山海鴻圖告破,足實給我度朔山大軍出了一口惡氣,也替攢竹大君夫妻等陣亡將士報了大仇,更是替大尊主揚了威名。如果山海鴻圖不破,不僅無法替陣亡的將士報仇,而且始終也是大尊主的一大恥辱。

大殿下本是統禦百萬鬼軍的幽冥天子,自知軍令威嚴,不容褻瀆,但他甘願冒著被懲罰的危險前去破陣,此等忠心還請大尊主明察。”

在此關鍵時刻,森羅王不宜說話,但凡說話都會被後羿定性為狡辯,隻有費天君可以暢所欲言,

而他暗地卻是和森羅王一個鼻孔出氣的,自當盡心竭力保全森羅王,從而達到個人目的,

並且他本來就是陰險狡詐之輩,善於言談辭令,因此這一番諫言說下來,便顯得頭頭是道,大義凜然。

後羿聞聽此諫,果然沉默下來。

費天君繼續道:“若大尊主一定要懲罰大殿下,隻怕也要懲罰夜離賢弟。

以目下境況來看,大尊主身邊還有誰人可用?不過是大殿下、夜離賢弟和小神而已,三人而懲罰二人,接下來若無戰事便罷,若真有戰事,誰又敢盡忠大尊主?”

“這?這……”後羿欲言又止,在未與嫦娥團圓之前,的確需要他二人相助。

森羅王見狀道:“大尊主,小臣甘願受罰,以正軍令。不過在此之前,小臣必須向大尊主進獻兩句忠言:太白金星之言不可全信,大尊主還需做好兩手準備,千萬不可全都指望他。大尊主試想一想,十日之約如今已過去五日,那太白金星為何還未將那一千九百九十八名巫族處女送還,可見他太白金星並沒有多少誠意。”

“嗯,本尊主也正為此事鬱悶。”後羿悶悶不悅道,“但如果本尊主能夠與嫦娥團圓,這一千九百九十八名巫族處女不送還也罷,本尊主能夠與嫦娥團圓就再不需要祭煉什麽彤弓素矰了。”

“大尊主,千萬不可這麽想啊!”森羅王急道,“大尊主應該沒有忘記當日與方慶隱的六日之約吧?他們在背地裏偷偷謀劃,我們卻在這裏傻傻地等,等發現不妙時一切卻都已經晚了。”

“正是,大尊主,我們不可隻在此處傻傻地等啊。”費天君附和。

“不在此處等,那又能如何?!”後羿對五日過去巫族處女依舊沒有送還早已心生不滿,口頭否定森羅王的說法隻是免得自己尷尬而已。

“大尊主:小臣明白大尊主的心思,十日之內不動刀兵乃是向太白金星顯示自己的誠信,但僅僅顯示自己的誠信遠遠不夠,否者為何五日之內毫無一點動靜?我們必須有所施壓,所謂‘欲借一萬,須求十萬;欲借十萬,須求百萬。’”

“此話何意?!”

“就是說:一個人若想借一萬錢,那麽他必須事先求借十萬錢;若想借十萬錢,那麽他必須事先求借百萬錢,因為隻有施以大壓力,才能取得小目標。如果借一萬錢而隻求一萬錢,那麽別人斷然不會借出一萬錢,或怕隻借出一千錢也說不定。”

“嗯,你說的有點道理,但與此事又有何幹係?”

“有幹係有幹係……大尊主與嫦娥仙子團圓就譬如借這一萬錢,若想借得這一萬錢,必須求借十萬錢,正是以求借十萬錢的大壓力,才能達到借取一萬錢的小目標。”
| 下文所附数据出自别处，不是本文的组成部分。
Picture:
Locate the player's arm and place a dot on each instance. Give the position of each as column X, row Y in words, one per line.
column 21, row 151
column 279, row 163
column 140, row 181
“什麽一萬錢十萬錢的?本尊主聽不懂,你最好說簡單明白點。”

“簡單明白點說,就是要給太白金星施加大壓力,以求盡快求得大尊主和嫦娥仙子團圓,而不是如此一而再,再而三的拖延時日,拖延一久,必生變局!”

“嗯,很有道理,那本尊主如何能給太白金星施加大壓力?”

“現在山海鴻圖已破,方慶隱逃之夭夭,大尊主正可再次發兵崇崤關,這就是給太白金星施加的大壓力。”

“不可不可……如此本尊主豈不失信於太白金星。”

“誒……大尊主錯也,發兵歸發兵,攻城不攻城又是另外一回事,隻要將大軍往崇崤關下一擺,便會形成威懾,從而給太白金星造成壓力,倘若他膽敢再拖延時日,便進攻崇崤關!” 森羅王七繞八繞終於繞回自己的企圖。

“正是正是……我軍不須進攻崇崤關,隻須擺在崇崤關下形成威懾即可,這無形之中便會給他太白金星造成壓力,量他太白金星再也不敢拖延時日了。”費天君略知森羅王的計謀。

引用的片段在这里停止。